Captain Brown was in the Kandahar desert when he knelt at the edge of a blast crater and raised his flaming arms to the Afghanistan sky. He’d already run through the macabre slapstick routine of a man on fire, trying to put himself out by rolling on the ground. He’d resorted to pelting his face with fistfuls of sand. That failing, he’d run in helpless circles. Finally he’d dropped to his knees, lifted his arms, and screamed Jesus, save me. Each scream drew fire deeper into his lungs. Behind him his Humvee was a twisted inferno. Bullets whizzed around him. His men were scattering, taking cover, moving dreamily in clouds of so-called moondust, that weird powdery talc, which hung in the air and gave the soldiers the appearance of snowmen. It was going on dusk, and in the fading light the enemy gunfire blazed behind the walls of the village.

Kneeling there, on fire, he’d resigned himself to death. All he’d wanted to know was how long? How long would he have to burn? How many more torturous fractions of a second would he have to remain alive?
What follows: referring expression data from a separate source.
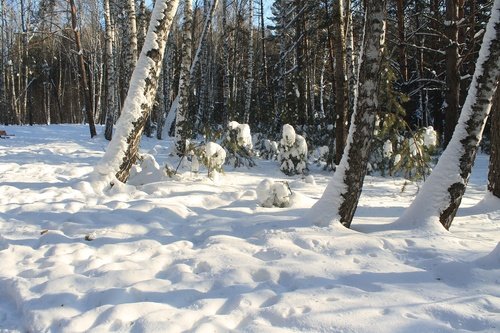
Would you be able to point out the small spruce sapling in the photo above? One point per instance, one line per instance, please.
(238, 143)
(293, 152)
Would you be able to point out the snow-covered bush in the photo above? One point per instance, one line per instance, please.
(238, 143)
(292, 152)
(407, 155)
(264, 147)
(147, 171)
(270, 193)
(214, 158)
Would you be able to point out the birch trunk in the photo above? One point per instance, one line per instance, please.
(442, 193)
(249, 81)
(111, 101)
(341, 109)
(340, 199)
(122, 151)
(85, 89)
(182, 123)
(494, 169)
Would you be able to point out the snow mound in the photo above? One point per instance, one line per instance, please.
(491, 260)
(3, 243)
(148, 171)
(270, 193)
(215, 154)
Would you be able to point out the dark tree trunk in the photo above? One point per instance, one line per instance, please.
(452, 73)
(494, 170)
(121, 153)
(442, 193)
(342, 194)
(341, 109)
(86, 91)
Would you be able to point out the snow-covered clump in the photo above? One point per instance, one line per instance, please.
(148, 171)
(215, 156)
(243, 135)
(491, 260)
(238, 143)
(293, 152)
(387, 149)
(430, 137)
(270, 193)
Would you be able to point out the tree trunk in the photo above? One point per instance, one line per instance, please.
(122, 151)
(452, 73)
(111, 101)
(403, 62)
(440, 196)
(85, 89)
(183, 127)
(249, 80)
(341, 110)
(340, 199)
(494, 170)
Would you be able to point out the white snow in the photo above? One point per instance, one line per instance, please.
(199, 256)
(244, 136)
(215, 154)
(434, 198)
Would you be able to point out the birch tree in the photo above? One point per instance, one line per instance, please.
(86, 91)
(121, 152)
(250, 79)
(494, 168)
(111, 101)
(182, 124)
(341, 197)
(441, 195)
(341, 109)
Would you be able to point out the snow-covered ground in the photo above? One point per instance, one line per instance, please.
(196, 255)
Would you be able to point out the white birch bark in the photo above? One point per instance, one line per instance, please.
(182, 125)
(441, 195)
(250, 78)
(121, 152)
(341, 197)
(111, 100)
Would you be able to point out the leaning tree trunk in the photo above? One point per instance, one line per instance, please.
(494, 169)
(341, 109)
(122, 151)
(111, 100)
(87, 98)
(182, 124)
(249, 80)
(194, 66)
(340, 199)
(452, 73)
(442, 193)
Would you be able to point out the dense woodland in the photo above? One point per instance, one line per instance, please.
(298, 63)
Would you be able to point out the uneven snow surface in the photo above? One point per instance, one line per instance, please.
(192, 255)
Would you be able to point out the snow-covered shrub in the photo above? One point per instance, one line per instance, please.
(408, 154)
(264, 147)
(214, 158)
(238, 143)
(147, 171)
(270, 193)
(292, 152)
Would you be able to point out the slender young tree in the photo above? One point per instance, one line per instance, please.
(494, 169)
(341, 109)
(452, 70)
(441, 194)
(121, 152)
(86, 91)
(111, 102)
(250, 79)
(341, 197)
(183, 127)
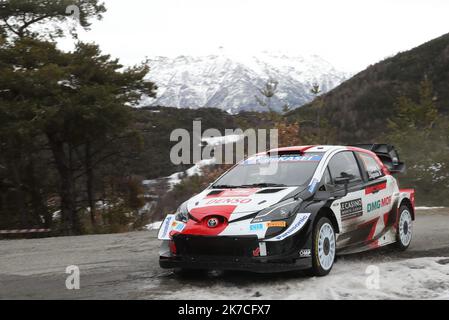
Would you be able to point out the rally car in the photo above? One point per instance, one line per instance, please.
(292, 208)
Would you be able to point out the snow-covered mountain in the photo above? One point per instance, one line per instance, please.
(232, 82)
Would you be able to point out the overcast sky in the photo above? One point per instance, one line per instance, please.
(351, 34)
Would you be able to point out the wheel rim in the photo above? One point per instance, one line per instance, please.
(326, 246)
(405, 227)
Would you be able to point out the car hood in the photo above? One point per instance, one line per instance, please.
(235, 203)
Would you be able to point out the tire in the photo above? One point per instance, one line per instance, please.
(405, 228)
(323, 248)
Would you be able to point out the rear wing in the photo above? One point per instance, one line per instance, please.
(387, 154)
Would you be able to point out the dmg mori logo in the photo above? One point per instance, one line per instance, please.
(212, 222)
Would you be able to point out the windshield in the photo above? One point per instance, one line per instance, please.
(265, 171)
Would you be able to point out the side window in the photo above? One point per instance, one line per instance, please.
(372, 168)
(344, 164)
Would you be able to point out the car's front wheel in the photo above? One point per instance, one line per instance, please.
(404, 231)
(324, 247)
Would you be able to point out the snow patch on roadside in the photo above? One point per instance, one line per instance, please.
(421, 278)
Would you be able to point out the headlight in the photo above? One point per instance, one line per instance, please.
(279, 211)
(182, 214)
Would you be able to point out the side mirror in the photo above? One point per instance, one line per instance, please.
(343, 180)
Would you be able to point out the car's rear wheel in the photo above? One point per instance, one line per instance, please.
(405, 228)
(324, 247)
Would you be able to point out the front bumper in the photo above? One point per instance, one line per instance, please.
(210, 263)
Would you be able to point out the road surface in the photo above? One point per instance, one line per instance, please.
(125, 266)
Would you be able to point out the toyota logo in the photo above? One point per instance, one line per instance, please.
(212, 222)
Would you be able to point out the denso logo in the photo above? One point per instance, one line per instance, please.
(379, 204)
(229, 201)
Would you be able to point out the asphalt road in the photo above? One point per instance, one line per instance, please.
(125, 266)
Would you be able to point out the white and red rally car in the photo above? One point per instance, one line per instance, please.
(292, 208)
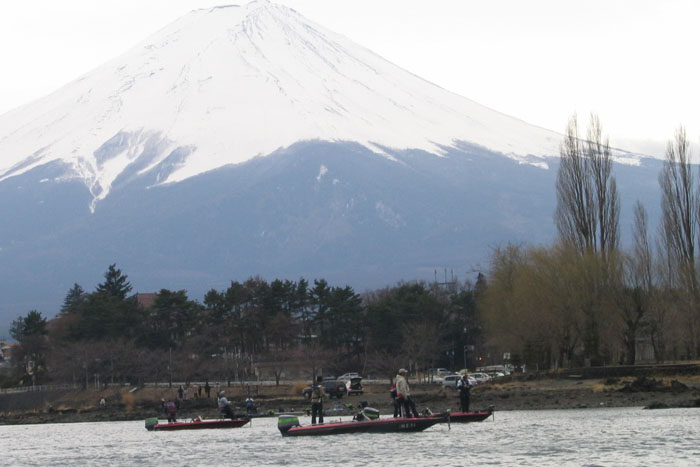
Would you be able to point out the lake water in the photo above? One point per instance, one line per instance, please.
(593, 437)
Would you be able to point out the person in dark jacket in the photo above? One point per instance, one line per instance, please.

His gunner, Jensen, had come to his rescue, extinguishing the fire with sand, helping him to his feet. Running for cover, Brown had kept his arms held out in front of him, as if he were carrying an infant that he did not know what to do with. The sleeves of his uniform were burned off, with patches of the desert camo fused to his skin, and the visible bits of his own flesh either meat-raw or charred black. It felt as though his gloves—made of thick leather and fire-retardant Nomex—were somehow cooking his hands.

In Sam’s own words:

As an infantry platoon leader one September evening in 2008, I was riding with in a M1151 Humvee in Kandahar. Another platoon north of us was taking fire and we advanced to help them. Then, our Humvee erupted in flames. We had hit a roadside bomb, an IED.

 I nearly died in Afghanistan

In an instant, I was on fire. I screamed for my God and my mother. I was rolling on the ground. The fire would not stop. I threw sand in my face. The flames burnt on.

I don’t know how long I fought the flames. It seemed like forever. It might have been 30 seconds. Daylight was fading. My men were scattered.